Example 5 (9) Cu-Zn-Fe-La alloy Cu 55.5% Zn 40.0% Fe 4.0% La 0.5% (10) Cu-Zn-Fe-Mitshu Metal alloy Cu 55.3% Zn 40.0% Fe 4.0% Mitsushi Metal 0.7% Positive Ratio of reverse polarity pulses and processing speed 1:0 42.2mm ² /min 3:1 43.6mm ² /min 1:1 44.5mm ² /min When the ratio of forward and reverse polarity pulses is 1:0.
It was also possible to machine alloys (9) and (10) at a machining speed of 42.2 mm ² /min, 43.6 mm ² /min when the ratio was 3:1, and 44.5 mm ² /min when the ratio was 1:1.

Example 6 (11) Cu-Zn-Ti-La alloy Cu 55.5% Zn 35.0% Ti 5.0% La 0.5% (12) Cu-Zn-Ti-Mitshu Metal alloy Cu 55.4% Zn 40.0% Ti 4.0% Mitsushi Metal 0.6% Positive Ratio of reverse polarity pulses and processing speed 1:0 37.4mm ² /min 3:1 38.4mm ² /min 1:1 42.2mm ² /min When the ratio of forward and reverse polarity pulses is 1:0.
(11) and (12) at machining speeds of 37.4mm ² /min, 38.8mm ² /min when 3:1, and 42.2mm ² /min when 1:1.
It was possible to process both alloys.

Since the present invention is constructed as described above, when using the electrode material for wire cut electric discharge machining of the present invention,
It can be easily drawn, has good conductivity and heat resistance, and has high tensile strength, so the wire electrode is hard to get bent, has a low wear rate, and almost never breaks during use. It can be processed at high current density without any
Since machining speed can be increased and short circuits can be prevented, work efficiency can be greatly increased.

In addition, in this example, as a rare earth element
Although La and Mitsushi metal are used, rare earth elements such as Y, Ce, and Sm may also be used, and other known rare earth elements can also be used, and the present invention encompasses all of them.

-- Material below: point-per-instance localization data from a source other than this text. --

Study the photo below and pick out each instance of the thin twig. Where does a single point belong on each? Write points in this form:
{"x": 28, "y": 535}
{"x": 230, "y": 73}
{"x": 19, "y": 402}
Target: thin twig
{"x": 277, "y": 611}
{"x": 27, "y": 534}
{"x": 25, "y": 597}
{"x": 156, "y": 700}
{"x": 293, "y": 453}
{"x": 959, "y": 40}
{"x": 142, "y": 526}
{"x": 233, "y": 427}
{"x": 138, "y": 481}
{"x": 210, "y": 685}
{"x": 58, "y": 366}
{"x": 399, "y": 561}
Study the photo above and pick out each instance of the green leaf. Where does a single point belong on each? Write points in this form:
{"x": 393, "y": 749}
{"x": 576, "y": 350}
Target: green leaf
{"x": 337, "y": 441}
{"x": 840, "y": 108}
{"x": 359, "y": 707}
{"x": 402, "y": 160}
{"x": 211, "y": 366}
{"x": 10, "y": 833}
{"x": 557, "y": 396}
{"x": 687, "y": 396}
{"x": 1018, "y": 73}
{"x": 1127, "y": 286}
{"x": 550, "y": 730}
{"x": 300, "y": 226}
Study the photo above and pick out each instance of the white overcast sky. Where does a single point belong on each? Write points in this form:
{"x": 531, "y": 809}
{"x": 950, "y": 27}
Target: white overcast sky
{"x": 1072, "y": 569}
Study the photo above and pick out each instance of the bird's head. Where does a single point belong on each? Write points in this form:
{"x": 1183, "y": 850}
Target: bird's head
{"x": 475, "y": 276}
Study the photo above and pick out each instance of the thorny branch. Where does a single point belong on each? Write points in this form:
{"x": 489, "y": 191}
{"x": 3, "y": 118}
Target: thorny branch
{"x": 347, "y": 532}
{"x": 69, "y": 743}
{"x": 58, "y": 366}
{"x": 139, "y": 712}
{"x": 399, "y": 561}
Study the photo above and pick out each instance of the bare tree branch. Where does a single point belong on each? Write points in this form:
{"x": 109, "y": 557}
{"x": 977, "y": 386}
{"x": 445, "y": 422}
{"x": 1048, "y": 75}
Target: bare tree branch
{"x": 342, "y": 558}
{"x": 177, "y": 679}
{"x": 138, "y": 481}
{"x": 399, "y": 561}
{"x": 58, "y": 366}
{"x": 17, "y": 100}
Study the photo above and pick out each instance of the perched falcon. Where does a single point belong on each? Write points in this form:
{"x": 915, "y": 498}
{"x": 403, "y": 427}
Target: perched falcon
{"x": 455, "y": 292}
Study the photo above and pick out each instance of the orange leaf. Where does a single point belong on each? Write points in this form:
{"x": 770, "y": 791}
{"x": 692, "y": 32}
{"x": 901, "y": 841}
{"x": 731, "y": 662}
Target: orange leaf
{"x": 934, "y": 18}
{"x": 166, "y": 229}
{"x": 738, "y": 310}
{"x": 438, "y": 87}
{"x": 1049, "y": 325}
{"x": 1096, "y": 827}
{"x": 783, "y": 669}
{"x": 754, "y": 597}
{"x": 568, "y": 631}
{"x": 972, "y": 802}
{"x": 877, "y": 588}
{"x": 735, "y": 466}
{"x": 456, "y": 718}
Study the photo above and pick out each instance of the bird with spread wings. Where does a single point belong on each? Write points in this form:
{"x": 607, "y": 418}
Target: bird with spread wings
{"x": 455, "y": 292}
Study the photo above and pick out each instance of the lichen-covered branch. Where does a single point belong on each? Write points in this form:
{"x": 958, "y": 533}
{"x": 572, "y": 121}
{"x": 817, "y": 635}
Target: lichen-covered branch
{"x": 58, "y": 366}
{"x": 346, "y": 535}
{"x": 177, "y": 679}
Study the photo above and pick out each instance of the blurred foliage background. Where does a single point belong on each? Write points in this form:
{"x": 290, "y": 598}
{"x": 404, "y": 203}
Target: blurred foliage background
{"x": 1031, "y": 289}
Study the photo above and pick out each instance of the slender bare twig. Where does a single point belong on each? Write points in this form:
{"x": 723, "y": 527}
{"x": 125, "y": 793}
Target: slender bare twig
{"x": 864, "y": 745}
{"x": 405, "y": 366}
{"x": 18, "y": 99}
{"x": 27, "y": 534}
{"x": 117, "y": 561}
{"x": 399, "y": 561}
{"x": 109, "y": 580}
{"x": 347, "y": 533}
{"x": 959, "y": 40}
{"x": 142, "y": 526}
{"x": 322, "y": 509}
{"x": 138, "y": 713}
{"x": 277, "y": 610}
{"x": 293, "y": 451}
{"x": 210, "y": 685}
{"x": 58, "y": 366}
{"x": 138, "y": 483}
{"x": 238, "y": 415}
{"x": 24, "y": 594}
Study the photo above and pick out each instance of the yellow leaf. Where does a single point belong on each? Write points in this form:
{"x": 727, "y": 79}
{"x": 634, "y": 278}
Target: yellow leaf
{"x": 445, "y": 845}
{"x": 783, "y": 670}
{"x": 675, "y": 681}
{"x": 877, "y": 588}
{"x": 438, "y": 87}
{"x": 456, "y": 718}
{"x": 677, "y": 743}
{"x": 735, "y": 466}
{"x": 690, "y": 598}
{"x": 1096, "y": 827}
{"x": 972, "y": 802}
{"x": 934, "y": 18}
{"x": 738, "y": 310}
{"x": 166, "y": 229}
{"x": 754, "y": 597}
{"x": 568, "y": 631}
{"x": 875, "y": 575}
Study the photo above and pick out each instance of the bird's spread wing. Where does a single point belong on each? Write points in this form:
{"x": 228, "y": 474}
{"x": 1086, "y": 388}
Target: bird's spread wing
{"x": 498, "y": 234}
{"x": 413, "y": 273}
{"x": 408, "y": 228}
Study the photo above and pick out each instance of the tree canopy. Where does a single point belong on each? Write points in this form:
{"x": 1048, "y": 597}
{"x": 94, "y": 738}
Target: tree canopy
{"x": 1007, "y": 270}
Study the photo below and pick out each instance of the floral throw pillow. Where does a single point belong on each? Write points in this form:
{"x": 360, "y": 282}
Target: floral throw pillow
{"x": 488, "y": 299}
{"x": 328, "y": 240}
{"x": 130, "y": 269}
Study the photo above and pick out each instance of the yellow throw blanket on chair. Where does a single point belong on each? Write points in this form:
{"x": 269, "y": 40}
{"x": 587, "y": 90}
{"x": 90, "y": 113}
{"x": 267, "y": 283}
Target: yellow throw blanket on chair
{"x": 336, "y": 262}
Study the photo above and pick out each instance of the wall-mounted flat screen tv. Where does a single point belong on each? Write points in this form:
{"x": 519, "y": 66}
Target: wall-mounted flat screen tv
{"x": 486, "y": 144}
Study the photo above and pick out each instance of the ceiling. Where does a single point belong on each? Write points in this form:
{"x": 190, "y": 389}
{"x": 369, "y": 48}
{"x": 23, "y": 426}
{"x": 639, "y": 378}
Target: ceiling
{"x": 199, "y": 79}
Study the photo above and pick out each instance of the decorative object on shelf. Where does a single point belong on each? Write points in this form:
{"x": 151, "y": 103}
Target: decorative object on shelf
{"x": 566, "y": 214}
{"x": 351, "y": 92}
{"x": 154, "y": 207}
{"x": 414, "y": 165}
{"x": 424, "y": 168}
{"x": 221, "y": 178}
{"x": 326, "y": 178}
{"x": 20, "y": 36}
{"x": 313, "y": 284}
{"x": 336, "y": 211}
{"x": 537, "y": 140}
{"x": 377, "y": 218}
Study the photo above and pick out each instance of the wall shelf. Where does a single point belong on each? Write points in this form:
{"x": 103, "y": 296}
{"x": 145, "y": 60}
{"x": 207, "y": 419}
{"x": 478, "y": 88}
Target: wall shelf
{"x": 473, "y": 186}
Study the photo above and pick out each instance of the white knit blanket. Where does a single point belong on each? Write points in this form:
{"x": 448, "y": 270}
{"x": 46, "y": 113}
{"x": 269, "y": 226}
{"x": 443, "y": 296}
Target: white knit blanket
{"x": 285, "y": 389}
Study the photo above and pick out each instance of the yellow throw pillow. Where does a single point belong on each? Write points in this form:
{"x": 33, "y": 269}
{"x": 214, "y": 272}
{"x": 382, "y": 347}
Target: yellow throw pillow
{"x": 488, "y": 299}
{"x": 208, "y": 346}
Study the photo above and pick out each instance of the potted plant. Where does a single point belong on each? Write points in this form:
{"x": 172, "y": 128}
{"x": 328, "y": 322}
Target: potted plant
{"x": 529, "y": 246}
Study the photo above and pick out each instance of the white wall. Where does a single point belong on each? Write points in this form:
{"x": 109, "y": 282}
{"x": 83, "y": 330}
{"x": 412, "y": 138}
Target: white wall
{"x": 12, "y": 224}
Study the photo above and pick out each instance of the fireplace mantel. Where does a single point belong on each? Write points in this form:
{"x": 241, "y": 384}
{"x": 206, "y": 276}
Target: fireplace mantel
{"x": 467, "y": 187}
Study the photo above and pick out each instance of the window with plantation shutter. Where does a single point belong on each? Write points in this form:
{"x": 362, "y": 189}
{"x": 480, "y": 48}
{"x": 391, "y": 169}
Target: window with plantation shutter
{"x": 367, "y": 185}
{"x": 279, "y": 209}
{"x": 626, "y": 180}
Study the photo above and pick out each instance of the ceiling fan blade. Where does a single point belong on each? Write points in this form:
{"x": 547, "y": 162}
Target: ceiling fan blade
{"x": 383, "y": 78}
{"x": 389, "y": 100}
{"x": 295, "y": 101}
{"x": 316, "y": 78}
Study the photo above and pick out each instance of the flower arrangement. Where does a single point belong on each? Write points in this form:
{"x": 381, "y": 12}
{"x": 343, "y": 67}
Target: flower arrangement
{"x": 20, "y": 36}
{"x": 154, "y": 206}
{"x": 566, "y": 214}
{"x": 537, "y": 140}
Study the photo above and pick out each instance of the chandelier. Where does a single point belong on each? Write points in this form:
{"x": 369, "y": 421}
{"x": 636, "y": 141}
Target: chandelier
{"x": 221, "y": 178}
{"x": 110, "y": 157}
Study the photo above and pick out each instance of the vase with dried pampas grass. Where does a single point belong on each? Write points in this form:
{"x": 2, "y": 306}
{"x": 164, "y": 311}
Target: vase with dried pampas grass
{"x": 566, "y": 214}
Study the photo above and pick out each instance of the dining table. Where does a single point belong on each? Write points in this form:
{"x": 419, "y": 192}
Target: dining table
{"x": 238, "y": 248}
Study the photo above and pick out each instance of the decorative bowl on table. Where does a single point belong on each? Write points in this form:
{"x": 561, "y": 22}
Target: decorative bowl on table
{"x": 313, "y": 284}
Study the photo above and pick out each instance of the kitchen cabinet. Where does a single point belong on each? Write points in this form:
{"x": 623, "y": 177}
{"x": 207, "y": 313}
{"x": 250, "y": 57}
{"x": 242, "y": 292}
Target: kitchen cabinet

It is.

Claims (1)

[Claims] 1. 20 to 50% Zn by weight percentage (the same applies hereinafter)
and 1 to 5% of at least one element selected from the group consisting of Sn, Ta, Zr, Co, Fe and Ti,
An electrode material for wire cut electric discharge machining characterized by comprising 0.05 to 1% of a rare earth element, the balance being impurities and Cu. 2. The electrode material for wire cut electrical discharge machining according to claim 1, wherein the rare earth element is La. 3. The electrode material for wire cut electric discharge machining according to claim 1, wherein the rare earth element is Mitsushi metal. 4. The electrode material for wire cut electric discharge machining according to claim 1, wherein the rare earth element is Ce. 5. The electrode material for wire cut electric discharge machining according to claim 1, wherein the rare earth element is Sm. 6. The electrode material for wire cut electric discharge machining according to claim 1, wherein the rare earth element is Y.